In Australia, the report linked outcomes to data quality and compute constraints. It said 71% of organisations had success using AI. It also said 36% cited the use of incorrect data as a top reason for unsuccessful AI projects. Another 28% cited a lack of processing power as a leading factor behind unsuccessful work.

Survey respondents also identified what contributed to success. The report said data quality was the most commonly cited driver of successful AI initiatives. Some 42% of Australian organisations attributed successful AI projects to the use of high-quality data.

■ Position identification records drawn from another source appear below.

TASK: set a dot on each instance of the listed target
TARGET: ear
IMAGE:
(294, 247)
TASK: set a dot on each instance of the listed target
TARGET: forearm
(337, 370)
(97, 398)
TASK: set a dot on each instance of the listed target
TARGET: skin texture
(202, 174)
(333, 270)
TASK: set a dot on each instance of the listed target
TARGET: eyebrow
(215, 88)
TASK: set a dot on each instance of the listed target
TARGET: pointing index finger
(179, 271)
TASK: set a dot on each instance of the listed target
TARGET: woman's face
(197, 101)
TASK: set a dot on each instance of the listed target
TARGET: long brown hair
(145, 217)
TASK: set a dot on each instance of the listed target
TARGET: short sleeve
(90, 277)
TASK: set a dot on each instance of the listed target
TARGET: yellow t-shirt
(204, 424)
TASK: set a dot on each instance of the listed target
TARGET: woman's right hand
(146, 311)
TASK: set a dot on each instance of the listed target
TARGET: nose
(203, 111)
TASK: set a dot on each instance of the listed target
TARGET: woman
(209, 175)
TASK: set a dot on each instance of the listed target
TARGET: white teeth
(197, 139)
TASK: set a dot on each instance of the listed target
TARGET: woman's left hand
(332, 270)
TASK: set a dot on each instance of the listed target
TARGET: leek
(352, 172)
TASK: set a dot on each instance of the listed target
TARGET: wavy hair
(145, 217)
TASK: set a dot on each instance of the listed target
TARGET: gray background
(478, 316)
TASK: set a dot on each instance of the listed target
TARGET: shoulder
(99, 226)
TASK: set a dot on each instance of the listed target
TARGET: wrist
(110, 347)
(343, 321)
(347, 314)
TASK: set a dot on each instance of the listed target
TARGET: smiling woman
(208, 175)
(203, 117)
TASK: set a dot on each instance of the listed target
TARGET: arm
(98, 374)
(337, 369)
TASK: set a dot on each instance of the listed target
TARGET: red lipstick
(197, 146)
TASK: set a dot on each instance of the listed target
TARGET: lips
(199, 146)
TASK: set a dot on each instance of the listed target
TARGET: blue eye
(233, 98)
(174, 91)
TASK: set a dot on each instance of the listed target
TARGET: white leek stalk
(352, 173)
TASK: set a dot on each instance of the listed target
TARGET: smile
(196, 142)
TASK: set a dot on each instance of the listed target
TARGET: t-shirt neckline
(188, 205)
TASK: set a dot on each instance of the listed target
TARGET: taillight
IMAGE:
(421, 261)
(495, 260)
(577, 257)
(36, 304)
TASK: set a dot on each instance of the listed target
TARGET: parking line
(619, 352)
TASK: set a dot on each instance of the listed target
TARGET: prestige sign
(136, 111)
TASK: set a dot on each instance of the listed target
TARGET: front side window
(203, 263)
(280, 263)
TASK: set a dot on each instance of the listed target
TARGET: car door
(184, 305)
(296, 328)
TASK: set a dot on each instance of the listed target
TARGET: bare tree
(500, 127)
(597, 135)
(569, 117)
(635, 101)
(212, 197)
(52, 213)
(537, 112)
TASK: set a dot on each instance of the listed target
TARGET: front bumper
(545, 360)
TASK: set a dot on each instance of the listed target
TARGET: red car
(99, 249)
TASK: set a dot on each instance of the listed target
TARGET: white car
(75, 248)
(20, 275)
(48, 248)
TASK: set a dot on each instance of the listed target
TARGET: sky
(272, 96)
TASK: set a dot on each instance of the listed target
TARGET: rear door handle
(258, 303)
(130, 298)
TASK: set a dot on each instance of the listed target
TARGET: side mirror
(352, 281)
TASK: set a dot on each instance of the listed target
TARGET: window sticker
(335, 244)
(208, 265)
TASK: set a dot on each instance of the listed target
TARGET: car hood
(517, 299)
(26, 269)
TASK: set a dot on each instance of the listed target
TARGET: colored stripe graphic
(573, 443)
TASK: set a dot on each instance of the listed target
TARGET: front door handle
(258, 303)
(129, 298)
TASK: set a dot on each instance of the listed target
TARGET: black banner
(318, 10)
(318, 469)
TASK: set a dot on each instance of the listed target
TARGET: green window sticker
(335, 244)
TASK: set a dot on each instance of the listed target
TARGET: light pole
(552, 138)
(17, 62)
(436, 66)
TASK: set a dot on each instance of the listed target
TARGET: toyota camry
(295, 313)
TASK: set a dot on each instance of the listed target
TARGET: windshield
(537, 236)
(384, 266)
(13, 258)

The report also suggested AI has moved into core operations for a significant share of organisations. It said 35% of Australian organisations now consider AI a critical part of their function.

Automation and resilience

The report compared data-mature organisations with those it categorised as less mature. It said the biggest differences appeared in automation, infrastructure modernisation and operational discipline.

In Australia, the survey found 81% of organisations with stronger data foundations operate predictive or automated infrastructure. The figure drops to 25% among organisations with less mature data practices.

The report also measured design and resilience approaches. It said 73% of data-mature organisations in Australia report having sustainable design and built-in resilience. It said 18% of less mature organisations report the same.

Another theme in the report centred on leadership engagement. It said leadership alignment remains a distinguishing feature between data-mature organisations and others.

The report said 95% of Australian organisations say they need outside help with data infrastructure. It also said many organisations struggle to turn that need into coordinated action.

"As AI becomes central to how every business operates, leadership has to treat data foundations as a strategic requirement, not just a technical concern," said Sheila Rohra, Chief Executive Officer, Hitachi Vantara.

Rohra also linked AI performance with governance and resilience. "This report makes clear that AI succeeds when the data behind it is trusted, well-governed and resilient," said Rohra.

She described Hitachi Vantara's focus areas for customers. "Our role is to help organisations simplify the management of their environments, strengthen governance and make sure their data strategy can support long-term growth," said Rohra.